One bundle that helps us collaborate effectively whereas working with this amount of information is DVC, quick for Information Model Management. DVC is an open-source software for model management on datasets and fashions which might be too massive to trace utilizing git. Once you add a file or folder to DVC, it creates a small .dvc file that tracks the unique via future modifications and uploads the unique content material to cloud storage. Altering the unique file produces a brand new model of the .dvc file and going to older variations of the .dvc file will can help you revert to older variations of the tracked file. We add this .dvc file to git as a result of we will then simply change to older variations of it and pull previous variations of the tracked file from the cloud.
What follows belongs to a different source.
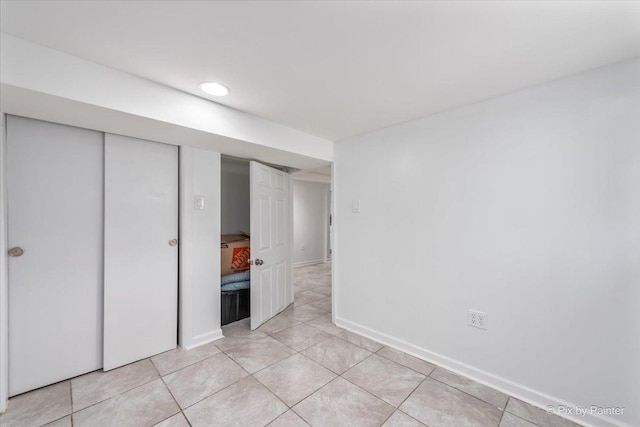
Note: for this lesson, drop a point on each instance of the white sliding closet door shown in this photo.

This may be very helpful in ML initiatives if you wish to change to older variations of datasets or determine which dataset the mannequin was skilled on.

One other good thing about DVC is performance for sharing fashions and datasets. Every time one particular person collects information from the Voicea endpoint so as to add to the speaker recognition dataset, so long as that particular person updates the .dvc file and pushes it, the opposite particular person can seamlessly obtain the brand new information from the cloud and begin coaching on it. The identical course of applies for sharing new fashions as nicely.

Integration with Webex

Assembly Recordings Web page

The primary WebEx integration for our diarization mannequin was on the assembly recordings web page. This web page is the place individuals can see a replay of a recorded assembly together with transcriptions supplied by Voicea. Our diarization is built-in inside Voicea’s assembly transcription pipeline and runs alongside it after the assembly is completed and the recording is saved. What we add to their system is a speaker label to every audio shard that Voicea identifies and segments. The aim for our system is that if we give one audio shard a label of X, the identical speaker producing an audio shard later within the assembly will even obtain a label of X.
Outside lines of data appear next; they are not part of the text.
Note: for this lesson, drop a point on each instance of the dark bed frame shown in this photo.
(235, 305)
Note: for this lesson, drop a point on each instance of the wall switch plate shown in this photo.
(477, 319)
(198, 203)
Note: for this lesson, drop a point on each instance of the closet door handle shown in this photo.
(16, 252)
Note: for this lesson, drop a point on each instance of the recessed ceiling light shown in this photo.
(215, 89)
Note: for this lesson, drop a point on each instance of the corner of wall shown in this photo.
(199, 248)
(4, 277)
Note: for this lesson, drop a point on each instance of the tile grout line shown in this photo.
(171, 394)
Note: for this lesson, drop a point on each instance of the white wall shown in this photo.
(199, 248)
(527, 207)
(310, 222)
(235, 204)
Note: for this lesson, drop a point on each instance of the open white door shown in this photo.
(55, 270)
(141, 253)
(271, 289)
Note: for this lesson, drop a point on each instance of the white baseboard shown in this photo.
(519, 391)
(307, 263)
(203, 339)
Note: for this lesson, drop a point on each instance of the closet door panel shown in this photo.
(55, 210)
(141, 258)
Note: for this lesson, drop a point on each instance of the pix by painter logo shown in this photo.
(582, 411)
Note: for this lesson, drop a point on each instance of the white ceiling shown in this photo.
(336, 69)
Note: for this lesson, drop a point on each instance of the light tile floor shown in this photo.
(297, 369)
There have been vital efforts devoted to enhancing runtime of the diarization in order that it match inside a suitable vary. The largest affect was altering the clustering to work when splitting up a gathering into smaller chunks. As a result of we run eigendecomposition throughout the spectral clustering, the runtime is O(n^3) in follow, which leads to prolonged runtimes and reminiscence points for lengthy conferences. By splitting the assembly into 20-minute chunks, operating diarization on every half individually, and recombining the outcomes, we’ve a slight accuracy commerce off for big reductions in runtime.

Publish Assembly Web page

The opposite integration with WebEx is diarization for the post-meeting web page. This web page is proven immediately after a gathering and comprises transcription info as nicely. The primary distinction from the earlier integration is that we’ve info on which machine every audio phase comes from. What this implies is that we will do diarization individually for every audio endpoint and keep away from errors the place our mannequin predicts the identical speaker for audio that got here from totally different units.
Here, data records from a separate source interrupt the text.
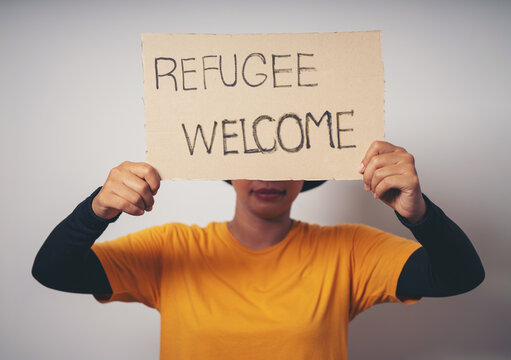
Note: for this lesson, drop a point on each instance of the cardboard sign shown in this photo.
(262, 106)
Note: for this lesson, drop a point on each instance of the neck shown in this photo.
(258, 233)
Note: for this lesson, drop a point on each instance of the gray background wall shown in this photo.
(71, 108)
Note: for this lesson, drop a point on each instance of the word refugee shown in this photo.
(282, 67)
(302, 127)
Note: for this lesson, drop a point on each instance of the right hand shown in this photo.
(130, 188)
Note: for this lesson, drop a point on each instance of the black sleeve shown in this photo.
(66, 262)
(446, 264)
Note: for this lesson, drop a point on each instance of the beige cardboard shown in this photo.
(190, 81)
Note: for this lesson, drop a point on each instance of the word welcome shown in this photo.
(232, 128)
(194, 71)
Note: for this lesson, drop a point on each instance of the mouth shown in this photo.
(268, 194)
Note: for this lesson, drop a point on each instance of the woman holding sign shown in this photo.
(261, 286)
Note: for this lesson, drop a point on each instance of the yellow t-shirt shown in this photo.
(221, 300)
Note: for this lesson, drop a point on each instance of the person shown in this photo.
(262, 285)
This diagram exhibits how this works in follow. The pink segments are from machine 1, the blue segments are from machine 2, and there are 2 audio system in every machine. We first group up all of the audio from every machine and run the diarization individually for every group. This provides us timestamps and speaker labels inside every single machine grouping. We hold monitor of the time offset of every phase as it’s grouped by machine and use that to remodel the speaker label instances from the machine grouping to what they’re within the unique, full assembly.

Webex Speaker Diarization

The post-meeting integration can also be deployed throughout the Voicea infrastructure on Kubernetes. Our service is deployed as a Flask app inside a docker picture that interfaces with a number of different micro companies.

Venture vo-id

We will do extra

What you’ll be able to construct with Neural Voice Embedder doesn’t cease with Speaker Diarization.
You probably have some name-labelled audio samples from audio system which might be current within the conferences you wish to diarize, you can go one step additional and supply the proper title for every phase.
Equally, you can construct a voice authentication/verification app by evaluating an audio enter with a database of labelled audio segments.

Venture vo-id

We needed to make it simple for builders to get their fingers soiled and shortly construct options across the speaker diarization and recognition area. Venture vo-id (Voice Identification) is an open-source undertaking structured to let builders with totally different experience in AI to take action. The README cointains all the knowledge wanted. To present you an instance, it takes solely 4 traces of code to carry out speaker diarization on an audio file:

audio_path = "assessments/audio_samples/short_podcast.wav"
from void.voicetools import ToolBox
# Depart `use_cpu` clean to let the machine use the GPU if obtainable
tb = ToolBox(use_cpu=True) 
rttm = tb.diarize(audio_path)

Coaching your individual Voice Embedder

We supplied a skilled neural community (the vectorizer), however you probably have the sources, we made it attainable to replace and practice the neural community your self: all the knowledge wanted is obtainable within the README.

Associated sources


We’d love to listen to what you assume. Ask a query or depart a remark beneath.
And keep linked with Cisco DevNet on social!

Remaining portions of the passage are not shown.